Today members of the International Longshore and Warehouse Union (ILWU), the International Longshoremen’s Association (ILA) and the International Brotherhood of Teamsters laid down their tools in a work stoppage for eight minutes and forty-six seconds, the precise measure of time that George Floyd, handcuffed and helpless to resist, was forced to endure a policeman’s lethal knee on his neck. Killed by Minneapolis police on May 25, Floyd was buried today in Houston.
Trent Willis, president of ILWU Local 10, Keith Shanklin, president of ILWU Local 34, and Gabriel Prawl, former Secretary/ Treasurer of ILWU Local 52 in Seattle, all members of ILWU’s Committee Against Police Terror, conceived of bringing this powerful gesture into union workplaces as a way of honoring Floyd, who earned his livelihood as a truck driver and security guard.

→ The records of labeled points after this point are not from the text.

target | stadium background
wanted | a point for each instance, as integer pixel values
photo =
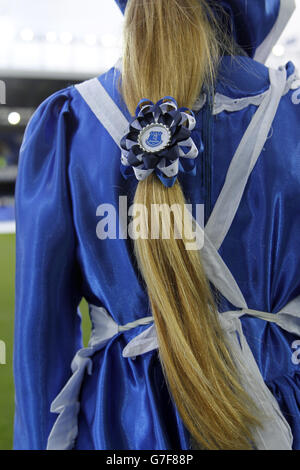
(46, 46)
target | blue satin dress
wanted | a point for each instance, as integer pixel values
(69, 165)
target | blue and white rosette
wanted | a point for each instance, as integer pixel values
(159, 140)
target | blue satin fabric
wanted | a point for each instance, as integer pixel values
(251, 20)
(69, 165)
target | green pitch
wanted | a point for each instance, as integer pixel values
(7, 273)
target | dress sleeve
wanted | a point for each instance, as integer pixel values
(47, 320)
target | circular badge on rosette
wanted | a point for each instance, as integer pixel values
(159, 140)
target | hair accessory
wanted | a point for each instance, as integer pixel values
(159, 139)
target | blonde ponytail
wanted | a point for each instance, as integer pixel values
(171, 50)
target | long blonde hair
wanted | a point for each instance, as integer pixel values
(171, 49)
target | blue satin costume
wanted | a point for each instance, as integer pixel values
(69, 165)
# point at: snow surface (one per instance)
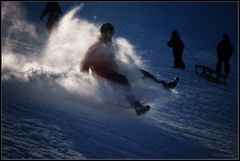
(52, 111)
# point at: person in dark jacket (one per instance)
(224, 53)
(177, 44)
(54, 12)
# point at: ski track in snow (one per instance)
(188, 115)
(187, 123)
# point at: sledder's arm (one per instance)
(86, 62)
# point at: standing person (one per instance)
(224, 53)
(100, 58)
(54, 12)
(177, 44)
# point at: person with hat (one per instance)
(177, 46)
(224, 53)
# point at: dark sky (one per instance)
(200, 24)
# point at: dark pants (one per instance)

In connecting Floyd’s struggle for his last breath with workers’ struggles for survival in a drastically altered post-pandemic economy, they hope to point the way forward by demonstrating the power of the working class.
“Longshore workers probably understand capitalism better than anyone else,” said ILWU Spokesman Clarence Thomas. “If the cargo doesn’t come off the ship, that’s merchandise not sold. Stopping work for eight minutes and forty-six seconds is not a symbol, it’s an act that demonstrates the leverage of the working class.”
This is an important step because “the only way that we’ve been able to get any kind of concessions from the bosses is through withholding our labor.”